Pain is one of the most mysterious and not very well understood functions of human existence. It is part of the drive states involved in survival. Opioid drugs work exceptionally well in the early phase of treatment, promoting recovery from surgery and injuries.
As the injury heals, the body requires less and less of the drug. If the pain continues, as in the case of cancer, the patient will require larger doses or a more potent opioid. If use of the opioid continues, the opioid receptors in the brain and the gut become less sensitive, often referred as down-regulation. This leads to tolerance, where the patient is forced to take a larger dose more frequently to get the same effect and/or switch to a more potent drug.
Pain doctors are then in a quandary. Is the continued pain due to the increased tolerance or increased pain? Doctors will often give in to pressure from patients to increase the dose, or switch to an even stronger drug, worsening the problem and leading to overprescribing and addiction.
Today over 36 million Americans use prescription drugs illegally. More people are dying from prescription drug overdoses than from automobile accidents or from cocaine and heroin overdoses.
This upheaval has created even more problems. Many physicians have no training on how to help patients get off the drugs. Some fled, leaving patients desperate to seek help elsewhere. Some physicians switched to drugs like methadone, not knowing how potentially dangerous this drug is. Others terminated patients abruptly.
Patients addicted to opioids are referred to physicians who have completed the training and legal exemption from the DEA to use another opioid drug called buprenorphine, better known by the trade name Suboxone.
The majority of doctors prescribing buprenorphine are not aware of the addictive and abusable potential of the drug. They have inadvertently created a new epidemic – no different from what we have seen with pain treatment.
The tragic and most overlooked consequence of this national problem is the tens of thousands of patients who do have legitimate chronic pain. People with clinically diagnosed chronic pain are likely to do well on opioid medications, especially if they are under the care of competent physicians. These patients rarely ignore dosing instructions, lose their pills, or doctor shop. Yet these patients find it increasingly difficult to locate the right doctor who will prescribe the appropriate opioid medications. They have been swept away in the national attempt to curb the abuse of prescription pain medications.

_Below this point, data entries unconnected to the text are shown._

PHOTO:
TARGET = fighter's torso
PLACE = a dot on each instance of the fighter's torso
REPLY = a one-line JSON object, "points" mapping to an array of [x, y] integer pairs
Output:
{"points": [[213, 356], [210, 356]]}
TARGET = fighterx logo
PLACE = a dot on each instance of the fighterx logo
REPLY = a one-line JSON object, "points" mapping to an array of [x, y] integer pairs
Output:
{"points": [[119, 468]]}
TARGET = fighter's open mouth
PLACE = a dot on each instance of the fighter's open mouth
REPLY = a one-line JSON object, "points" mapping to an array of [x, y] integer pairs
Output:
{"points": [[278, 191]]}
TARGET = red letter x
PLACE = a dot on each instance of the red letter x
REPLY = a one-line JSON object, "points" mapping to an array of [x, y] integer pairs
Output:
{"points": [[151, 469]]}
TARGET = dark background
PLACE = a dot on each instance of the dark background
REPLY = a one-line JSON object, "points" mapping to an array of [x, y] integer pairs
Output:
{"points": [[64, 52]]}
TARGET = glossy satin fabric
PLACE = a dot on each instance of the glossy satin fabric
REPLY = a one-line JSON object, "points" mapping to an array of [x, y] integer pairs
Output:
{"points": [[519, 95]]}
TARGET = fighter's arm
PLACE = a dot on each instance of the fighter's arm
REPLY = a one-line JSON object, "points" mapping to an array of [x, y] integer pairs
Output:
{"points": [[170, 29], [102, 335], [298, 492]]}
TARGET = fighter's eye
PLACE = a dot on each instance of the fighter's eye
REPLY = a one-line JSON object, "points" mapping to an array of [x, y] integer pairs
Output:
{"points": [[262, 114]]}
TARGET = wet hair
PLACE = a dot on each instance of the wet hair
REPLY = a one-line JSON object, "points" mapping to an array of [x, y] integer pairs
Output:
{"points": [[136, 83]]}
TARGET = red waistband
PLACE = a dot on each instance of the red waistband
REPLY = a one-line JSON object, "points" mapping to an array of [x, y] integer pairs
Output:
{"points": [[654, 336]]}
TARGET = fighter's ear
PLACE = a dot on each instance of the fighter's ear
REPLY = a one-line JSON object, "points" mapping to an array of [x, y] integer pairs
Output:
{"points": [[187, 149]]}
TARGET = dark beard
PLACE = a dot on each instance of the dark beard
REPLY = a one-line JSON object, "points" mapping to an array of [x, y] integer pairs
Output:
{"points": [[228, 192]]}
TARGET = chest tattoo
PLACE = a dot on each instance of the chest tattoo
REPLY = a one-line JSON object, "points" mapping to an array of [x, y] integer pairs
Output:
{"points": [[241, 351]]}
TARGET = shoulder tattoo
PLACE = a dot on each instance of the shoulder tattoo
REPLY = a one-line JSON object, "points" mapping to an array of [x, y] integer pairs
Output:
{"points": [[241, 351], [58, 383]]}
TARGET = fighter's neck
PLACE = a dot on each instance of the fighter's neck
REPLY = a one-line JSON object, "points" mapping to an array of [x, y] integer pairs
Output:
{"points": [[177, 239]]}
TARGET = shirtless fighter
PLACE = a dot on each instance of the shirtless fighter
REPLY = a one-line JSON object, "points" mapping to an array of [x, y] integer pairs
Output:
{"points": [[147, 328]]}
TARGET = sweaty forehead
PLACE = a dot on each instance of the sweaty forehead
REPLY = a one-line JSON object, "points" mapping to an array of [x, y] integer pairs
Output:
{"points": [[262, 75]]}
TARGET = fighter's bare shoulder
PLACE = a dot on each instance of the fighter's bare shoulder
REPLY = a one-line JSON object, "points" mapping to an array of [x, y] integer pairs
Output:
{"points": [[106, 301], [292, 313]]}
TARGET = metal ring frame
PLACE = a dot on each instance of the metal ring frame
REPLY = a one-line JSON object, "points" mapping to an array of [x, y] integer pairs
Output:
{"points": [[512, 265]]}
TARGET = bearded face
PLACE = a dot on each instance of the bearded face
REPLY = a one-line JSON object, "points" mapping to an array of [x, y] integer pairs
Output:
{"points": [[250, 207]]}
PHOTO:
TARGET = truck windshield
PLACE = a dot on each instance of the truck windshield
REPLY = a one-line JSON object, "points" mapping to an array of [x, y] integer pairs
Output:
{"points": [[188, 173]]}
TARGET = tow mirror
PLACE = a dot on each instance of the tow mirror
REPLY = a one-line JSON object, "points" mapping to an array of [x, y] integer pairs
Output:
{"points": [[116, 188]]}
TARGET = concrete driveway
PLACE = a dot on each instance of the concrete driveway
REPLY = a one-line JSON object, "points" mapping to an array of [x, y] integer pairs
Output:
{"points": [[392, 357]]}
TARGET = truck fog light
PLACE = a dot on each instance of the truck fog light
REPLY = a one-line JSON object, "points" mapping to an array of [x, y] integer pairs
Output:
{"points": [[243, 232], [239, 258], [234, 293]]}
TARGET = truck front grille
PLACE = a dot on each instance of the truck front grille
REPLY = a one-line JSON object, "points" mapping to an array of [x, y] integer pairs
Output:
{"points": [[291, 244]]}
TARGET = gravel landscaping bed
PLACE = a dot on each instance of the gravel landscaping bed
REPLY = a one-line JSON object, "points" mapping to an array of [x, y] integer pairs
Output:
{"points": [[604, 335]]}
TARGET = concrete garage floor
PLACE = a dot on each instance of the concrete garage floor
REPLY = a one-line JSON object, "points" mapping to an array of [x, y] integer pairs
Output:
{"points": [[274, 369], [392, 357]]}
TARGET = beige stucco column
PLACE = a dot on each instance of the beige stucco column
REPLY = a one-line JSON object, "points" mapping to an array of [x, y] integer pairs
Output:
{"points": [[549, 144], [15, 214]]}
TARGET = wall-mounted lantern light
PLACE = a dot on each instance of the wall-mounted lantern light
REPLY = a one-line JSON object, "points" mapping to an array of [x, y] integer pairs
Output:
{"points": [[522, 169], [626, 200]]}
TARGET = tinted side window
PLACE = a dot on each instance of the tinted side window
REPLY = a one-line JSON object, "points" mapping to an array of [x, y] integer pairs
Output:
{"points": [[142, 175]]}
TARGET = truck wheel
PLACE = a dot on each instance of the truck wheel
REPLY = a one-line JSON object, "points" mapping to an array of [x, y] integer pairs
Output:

It can get even worse if pain patients are injured or sick, and land in the emergency room or in a hospital, where they are often labeled as drug seekers. I have personally met patients who were not given pain medications because they were considered “addicts”.
The medical community, state and federal agencies, and lawmakers have to be made aware that in the rush to reduce deaths and drug overdoses, the rights of legitimate patients in chronic pain cannot be trampled on.
Pain patients should also know that 90% or more of the patients that come to my clinic for treatment first got hooked on prescription pain medication — and then switched to harder drugs. Patients who have used pain medications illegally are 19 times more likely to use heroin. Heroin has become a cheap and potent substitute for prescription pain medicine.
That is why opioids are such a double-edged sword.